Here’s what’s also true: affinity groups can be coddling spaces, can be codifying spaces — we can come to believe that our collective story is the story of our “community,” and that, in the case of Write Whole, the story of sexual violence has a “woman’s” body; many of us also have specific ideas about what woman’s body means. Affinity groups are necessarily exclusionary, and require gate-keeping: who decides who fits with the identity we’re gathering around? We can begin to police the borders of “our” group, police who fits and who doesn’t, walling ourselves in. In our circling in, we are turning our backs to others. In our healing time, we are disallowing some questions, some experiences, some voices.

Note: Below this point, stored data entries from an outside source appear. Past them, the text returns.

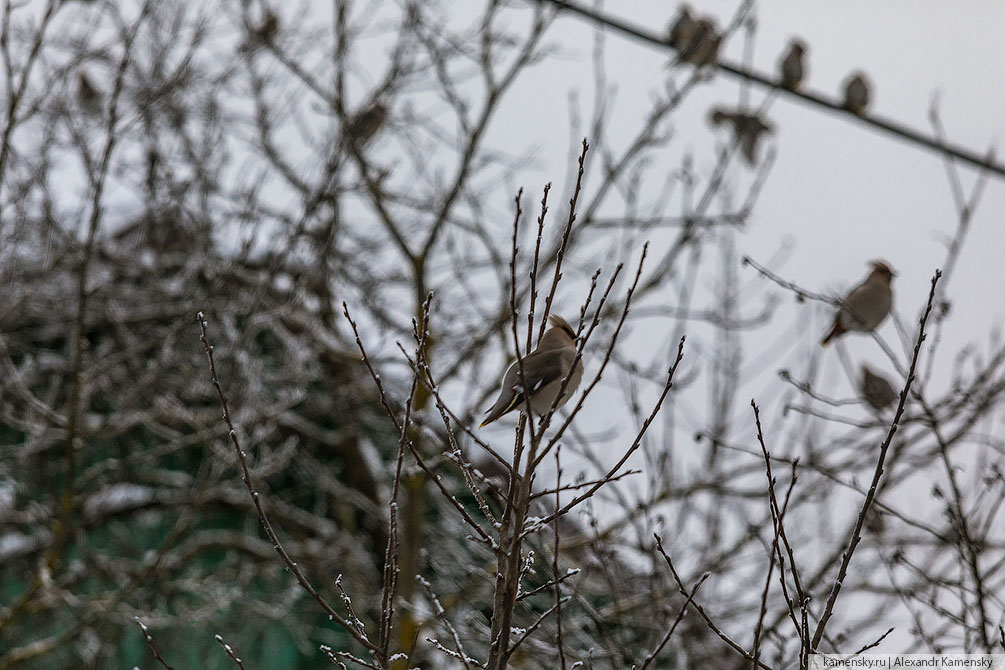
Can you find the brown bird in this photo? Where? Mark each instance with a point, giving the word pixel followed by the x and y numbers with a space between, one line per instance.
pixel 683 28
pixel 856 93
pixel 545 369
pixel 365 125
pixel 702 47
pixel 792 68
pixel 269 26
pixel 876 391
pixel 866 305
pixel 87 95
pixel 748 130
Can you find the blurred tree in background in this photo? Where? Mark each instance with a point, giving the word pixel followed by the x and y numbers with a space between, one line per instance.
pixel 265 165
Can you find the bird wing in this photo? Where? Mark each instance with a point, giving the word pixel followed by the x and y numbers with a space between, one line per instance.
pixel 865 306
pixel 541 368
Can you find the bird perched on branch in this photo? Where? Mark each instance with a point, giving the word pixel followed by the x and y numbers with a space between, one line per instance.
pixel 545 369
pixel 866 305
pixel 683 28
pixel 875 390
pixel 747 130
pixel 364 125
pixel 856 93
pixel 792 68
pixel 702 47
pixel 87 95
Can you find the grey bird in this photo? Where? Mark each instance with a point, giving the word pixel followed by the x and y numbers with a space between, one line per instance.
pixel 856 93
pixel 876 391
pixel 748 130
pixel 683 28
pixel 365 125
pixel 545 369
pixel 792 68
pixel 87 95
pixel 866 305
pixel 702 47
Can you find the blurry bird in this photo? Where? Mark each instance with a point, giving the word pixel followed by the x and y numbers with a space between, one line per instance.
pixel 269 26
pixel 876 391
pixel 702 47
pixel 365 125
pixel 747 130
pixel 792 69
pixel 87 95
pixel 856 93
pixel 683 28
pixel 866 305
pixel 261 33
pixel 544 371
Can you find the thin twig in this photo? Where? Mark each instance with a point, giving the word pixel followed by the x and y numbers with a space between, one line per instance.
pixel 877 474
pixel 150 643
pixel 256 500
pixel 230 652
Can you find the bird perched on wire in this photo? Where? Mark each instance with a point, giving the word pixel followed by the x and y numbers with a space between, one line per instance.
pixel 545 369
pixel 856 93
pixel 866 305
pixel 792 67
pixel 364 125
pixel 748 130
pixel 702 47
pixel 87 95
pixel 683 28
pixel 875 390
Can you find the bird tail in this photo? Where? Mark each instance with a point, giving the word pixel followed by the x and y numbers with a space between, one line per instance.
pixel 834 331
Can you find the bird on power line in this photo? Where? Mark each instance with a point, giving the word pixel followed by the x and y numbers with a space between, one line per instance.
pixel 702 47
pixel 864 308
pixel 683 28
pixel 856 93
pixel 792 68
pixel 545 370
pixel 876 390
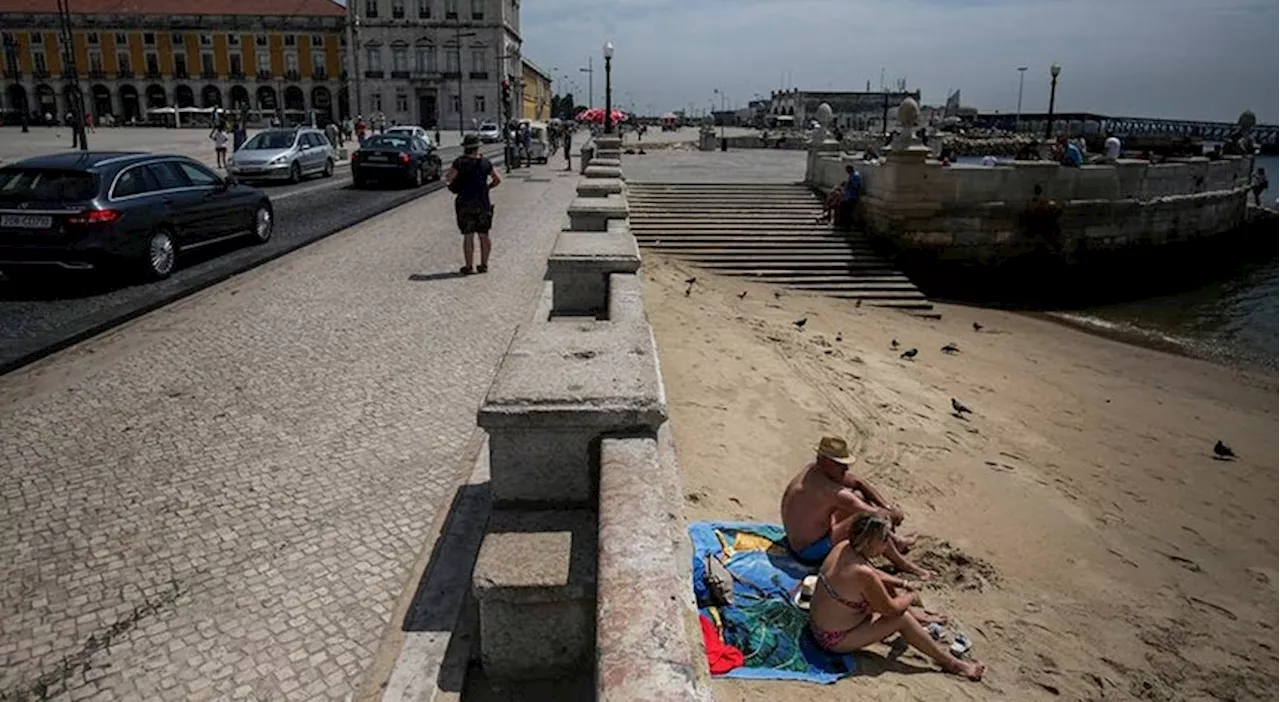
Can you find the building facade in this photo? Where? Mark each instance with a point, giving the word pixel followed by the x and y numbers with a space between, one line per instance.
pixel 536 90
pixel 145 54
pixel 435 63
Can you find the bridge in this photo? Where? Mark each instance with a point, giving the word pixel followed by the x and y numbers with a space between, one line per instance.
pixel 1097 124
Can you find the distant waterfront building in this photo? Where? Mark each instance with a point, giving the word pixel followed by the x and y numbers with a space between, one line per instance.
pixel 435 63
pixel 851 110
pixel 145 54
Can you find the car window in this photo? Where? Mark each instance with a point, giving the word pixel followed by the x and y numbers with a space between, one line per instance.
pixel 40 183
pixel 167 176
pixel 135 181
pixel 199 174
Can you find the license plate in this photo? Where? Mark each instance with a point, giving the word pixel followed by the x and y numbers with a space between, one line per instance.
pixel 26 222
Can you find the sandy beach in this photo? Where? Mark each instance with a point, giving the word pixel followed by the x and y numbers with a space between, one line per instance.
pixel 1084 534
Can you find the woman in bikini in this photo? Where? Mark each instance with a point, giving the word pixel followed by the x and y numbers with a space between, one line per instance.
pixel 856 605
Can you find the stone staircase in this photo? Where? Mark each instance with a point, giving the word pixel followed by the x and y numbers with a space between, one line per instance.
pixel 768 232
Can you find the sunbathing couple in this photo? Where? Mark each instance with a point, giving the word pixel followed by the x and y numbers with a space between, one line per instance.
pixel 841 522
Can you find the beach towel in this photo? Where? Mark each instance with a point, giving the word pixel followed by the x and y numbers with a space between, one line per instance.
pixel 762 623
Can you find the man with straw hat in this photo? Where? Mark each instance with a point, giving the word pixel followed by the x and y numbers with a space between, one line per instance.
pixel 821 502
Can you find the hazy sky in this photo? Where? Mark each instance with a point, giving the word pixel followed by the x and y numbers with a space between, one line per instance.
pixel 1188 59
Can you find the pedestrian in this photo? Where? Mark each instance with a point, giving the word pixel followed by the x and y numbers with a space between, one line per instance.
pixel 219 137
pixel 470 178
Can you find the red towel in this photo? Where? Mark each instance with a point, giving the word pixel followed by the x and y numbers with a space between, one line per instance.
pixel 721 656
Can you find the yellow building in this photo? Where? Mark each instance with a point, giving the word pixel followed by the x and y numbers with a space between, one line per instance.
pixel 535 92
pixel 146 54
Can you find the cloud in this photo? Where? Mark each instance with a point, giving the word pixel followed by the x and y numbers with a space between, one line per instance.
pixel 1184 59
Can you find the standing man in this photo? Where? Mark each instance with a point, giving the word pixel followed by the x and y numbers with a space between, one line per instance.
pixel 470 178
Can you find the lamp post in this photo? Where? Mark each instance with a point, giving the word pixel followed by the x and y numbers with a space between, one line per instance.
pixel 608 87
pixel 1052 95
pixel 1018 121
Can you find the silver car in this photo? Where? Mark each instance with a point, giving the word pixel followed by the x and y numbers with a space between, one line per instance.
pixel 283 155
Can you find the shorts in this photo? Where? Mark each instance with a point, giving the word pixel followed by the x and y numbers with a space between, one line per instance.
pixel 475 222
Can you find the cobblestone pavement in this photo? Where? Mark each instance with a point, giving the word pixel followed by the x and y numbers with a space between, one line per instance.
pixel 736 165
pixel 224 498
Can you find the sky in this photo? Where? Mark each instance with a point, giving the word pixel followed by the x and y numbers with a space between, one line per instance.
pixel 1175 59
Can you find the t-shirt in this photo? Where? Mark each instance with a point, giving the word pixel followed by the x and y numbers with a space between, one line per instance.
pixel 472 181
pixel 1112 147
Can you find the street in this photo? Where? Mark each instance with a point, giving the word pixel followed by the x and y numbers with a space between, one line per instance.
pixel 227 497
pixel 44 315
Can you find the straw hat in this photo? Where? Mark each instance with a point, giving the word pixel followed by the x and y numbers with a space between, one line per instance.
pixel 836 450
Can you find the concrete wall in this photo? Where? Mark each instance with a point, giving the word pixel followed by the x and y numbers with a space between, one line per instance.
pixel 974 214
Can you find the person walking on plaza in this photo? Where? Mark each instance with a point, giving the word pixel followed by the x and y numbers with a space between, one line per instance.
pixel 470 178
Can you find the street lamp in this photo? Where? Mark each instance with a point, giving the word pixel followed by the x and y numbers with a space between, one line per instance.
pixel 1018 121
pixel 1052 95
pixel 608 87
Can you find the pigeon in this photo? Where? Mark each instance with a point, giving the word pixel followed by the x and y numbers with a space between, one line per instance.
pixel 1223 450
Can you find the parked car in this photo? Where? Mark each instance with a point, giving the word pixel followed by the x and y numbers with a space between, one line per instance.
pixel 398 158
pixel 283 155
pixel 414 131
pixel 490 132
pixel 94 210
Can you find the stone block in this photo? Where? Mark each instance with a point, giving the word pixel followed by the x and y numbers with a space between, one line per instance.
pixel 580 265
pixel 557 390
pixel 593 214
pixel 602 172
pixel 599 187
pixel 534 584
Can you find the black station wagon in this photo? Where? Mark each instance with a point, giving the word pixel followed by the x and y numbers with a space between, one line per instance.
pixel 94 210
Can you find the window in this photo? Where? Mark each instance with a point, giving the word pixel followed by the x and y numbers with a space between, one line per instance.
pixel 199 176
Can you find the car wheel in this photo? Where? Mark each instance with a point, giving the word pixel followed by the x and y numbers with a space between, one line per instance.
pixel 160 255
pixel 264 223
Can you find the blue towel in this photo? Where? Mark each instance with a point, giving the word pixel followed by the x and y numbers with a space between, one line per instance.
pixel 764 624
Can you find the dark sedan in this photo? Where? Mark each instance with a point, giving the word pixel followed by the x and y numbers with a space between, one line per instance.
pixel 92 210
pixel 400 158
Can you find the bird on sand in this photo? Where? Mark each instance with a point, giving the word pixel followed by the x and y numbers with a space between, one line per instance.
pixel 1223 451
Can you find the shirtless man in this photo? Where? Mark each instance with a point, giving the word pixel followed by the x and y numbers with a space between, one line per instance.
pixel 822 501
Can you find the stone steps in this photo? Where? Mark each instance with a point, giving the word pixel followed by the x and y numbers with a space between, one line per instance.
pixel 766 232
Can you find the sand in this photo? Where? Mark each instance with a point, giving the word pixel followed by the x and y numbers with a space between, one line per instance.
pixel 1089 542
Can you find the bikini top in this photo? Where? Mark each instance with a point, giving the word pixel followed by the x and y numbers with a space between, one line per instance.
pixel 859 607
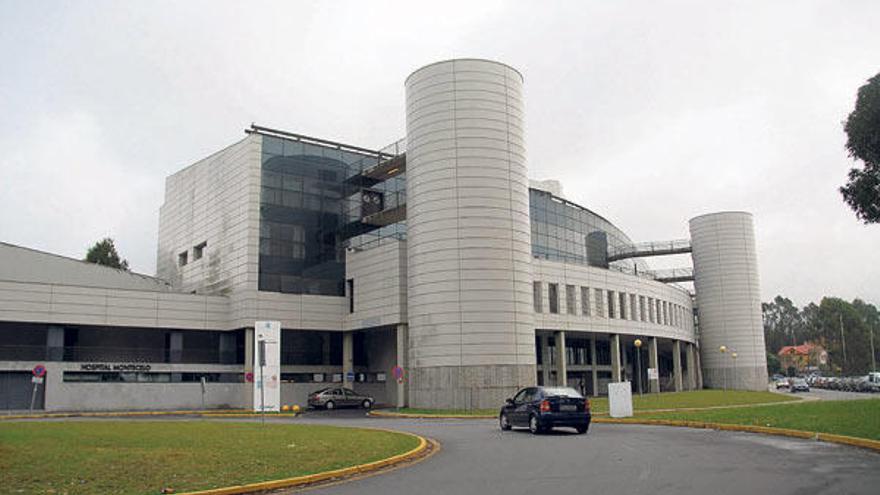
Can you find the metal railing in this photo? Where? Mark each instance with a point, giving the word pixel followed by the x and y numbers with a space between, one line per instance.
pixel 111 354
pixel 656 248
pixel 673 275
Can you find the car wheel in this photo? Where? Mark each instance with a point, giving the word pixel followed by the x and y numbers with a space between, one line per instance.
pixel 534 425
pixel 504 422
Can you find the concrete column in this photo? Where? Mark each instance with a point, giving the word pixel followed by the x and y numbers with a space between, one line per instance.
pixel 653 362
pixel 248 390
pixel 402 362
pixel 55 343
pixel 227 348
pixel 326 338
pixel 676 364
pixel 728 297
pixel 545 359
pixel 175 351
pixel 615 358
pixel 594 361
pixel 699 369
pixel 561 364
pixel 691 366
pixel 347 357
pixel 466 167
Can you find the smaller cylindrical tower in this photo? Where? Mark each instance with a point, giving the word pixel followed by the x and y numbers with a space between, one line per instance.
pixel 728 301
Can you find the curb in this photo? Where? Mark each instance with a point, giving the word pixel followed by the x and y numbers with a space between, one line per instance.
pixel 218 413
pixel 392 414
pixel 765 430
pixel 311 479
pixel 389 414
pixel 117 413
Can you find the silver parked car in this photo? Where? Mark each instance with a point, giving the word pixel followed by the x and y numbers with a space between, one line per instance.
pixel 331 398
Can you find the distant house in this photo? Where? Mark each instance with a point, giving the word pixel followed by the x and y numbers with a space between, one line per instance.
pixel 802 357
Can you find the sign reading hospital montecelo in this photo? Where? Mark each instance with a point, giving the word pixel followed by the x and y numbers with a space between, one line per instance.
pixel 267 366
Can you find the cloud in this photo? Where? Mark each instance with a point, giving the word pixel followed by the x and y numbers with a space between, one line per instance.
pixel 65 186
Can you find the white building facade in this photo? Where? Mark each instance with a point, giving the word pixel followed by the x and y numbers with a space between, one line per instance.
pixel 435 254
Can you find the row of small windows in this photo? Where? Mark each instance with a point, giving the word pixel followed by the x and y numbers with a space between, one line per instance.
pixel 620 305
pixel 198 252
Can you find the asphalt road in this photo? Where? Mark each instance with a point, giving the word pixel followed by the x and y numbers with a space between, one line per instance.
pixel 477 458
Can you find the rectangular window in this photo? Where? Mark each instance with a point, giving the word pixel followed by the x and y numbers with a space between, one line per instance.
pixel 632 307
pixel 585 301
pixel 199 251
pixel 642 315
pixel 538 297
pixel 612 313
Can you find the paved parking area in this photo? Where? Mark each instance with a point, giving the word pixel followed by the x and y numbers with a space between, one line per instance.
pixel 822 394
pixel 477 458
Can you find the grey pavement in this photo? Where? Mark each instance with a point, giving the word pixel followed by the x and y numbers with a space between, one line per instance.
pixel 476 457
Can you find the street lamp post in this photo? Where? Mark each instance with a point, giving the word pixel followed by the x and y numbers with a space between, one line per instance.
pixel 638 344
pixel 733 356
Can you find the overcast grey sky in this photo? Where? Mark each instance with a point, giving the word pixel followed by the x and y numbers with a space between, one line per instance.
pixel 649 114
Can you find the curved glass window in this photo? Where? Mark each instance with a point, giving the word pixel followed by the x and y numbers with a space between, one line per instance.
pixel 564 231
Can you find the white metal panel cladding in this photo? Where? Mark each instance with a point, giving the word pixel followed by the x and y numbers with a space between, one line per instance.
pixel 469 246
pixel 729 300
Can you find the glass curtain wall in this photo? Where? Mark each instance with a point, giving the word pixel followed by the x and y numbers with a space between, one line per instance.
pixel 311 208
pixel 560 229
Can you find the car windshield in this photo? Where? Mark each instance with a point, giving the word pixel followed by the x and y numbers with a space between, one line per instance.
pixel 562 392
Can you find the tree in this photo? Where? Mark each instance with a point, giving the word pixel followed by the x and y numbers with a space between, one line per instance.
pixel 846 336
pixel 783 324
pixel 862 127
pixel 773 365
pixel 104 253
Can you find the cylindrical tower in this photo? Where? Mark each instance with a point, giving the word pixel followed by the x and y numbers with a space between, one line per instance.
pixel 728 301
pixel 471 326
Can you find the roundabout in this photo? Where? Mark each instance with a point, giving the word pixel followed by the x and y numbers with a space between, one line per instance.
pixel 477 457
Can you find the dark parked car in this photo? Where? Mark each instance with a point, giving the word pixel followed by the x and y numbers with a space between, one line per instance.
pixel 543 408
pixel 331 398
pixel 799 385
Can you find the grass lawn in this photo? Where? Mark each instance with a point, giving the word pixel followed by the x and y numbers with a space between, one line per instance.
pixel 666 400
pixel 121 457
pixel 855 418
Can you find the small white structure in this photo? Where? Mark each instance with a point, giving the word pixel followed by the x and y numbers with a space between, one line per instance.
pixel 620 399
pixel 267 366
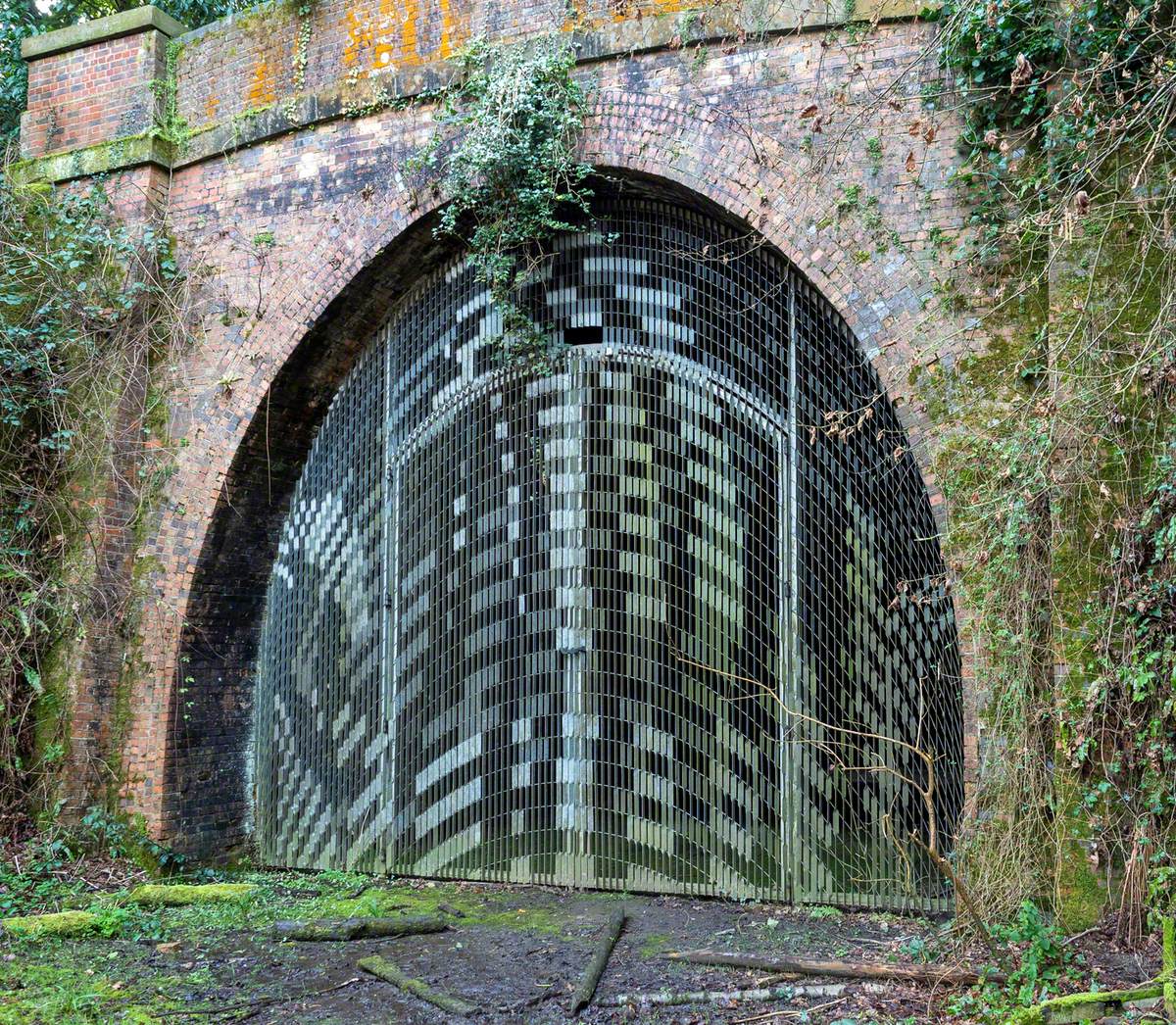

I have facilitated mixed-gender trauma survivors workshops and have been profoundly moved by the similarity of experience shared by the writers in the room, those gendered male, those gendered female, those with multiple and varying gender expressions. This was one of the important goals of the early erotic writing workshops as well: I wanted to gather folks together across identities and allow us to enter into more complicated conversations about sexuality and desire, to be able to discover the surprising places of similarity, of the affinity we might find with someone who, on the surface, appears completely different from us and with whom we assume we would have nothing in common — particularly around sex! This dismantling of society-driven stereotypes opens us to one another, opens us to the deeper complexity of our human experience, allows us to bear truer witness to one another and hold a more authentic community.
I believe that both affinity spaces and mixed-community spaces are necessary and powerful for each of us — and important, too, to notice if we are always or only drawn to one or the other. Do we, or our characters, only spend time with people “like us” or different from us?
A thinking / prompt for today: Have you needed/used affinity space? For what aspect of yourself/-ves? During what time in your life? What was your experience in that/those communities? What got nurtured, and what got ignored? Give yourself ten or fifteen minutes to dive into this today, and follow your writing wherever it seems to want you to go.
Thank you for your tenderness with all your different selves today, with those parts that find community and those parts that haven’t yet. Thank you for your whole and necessary words.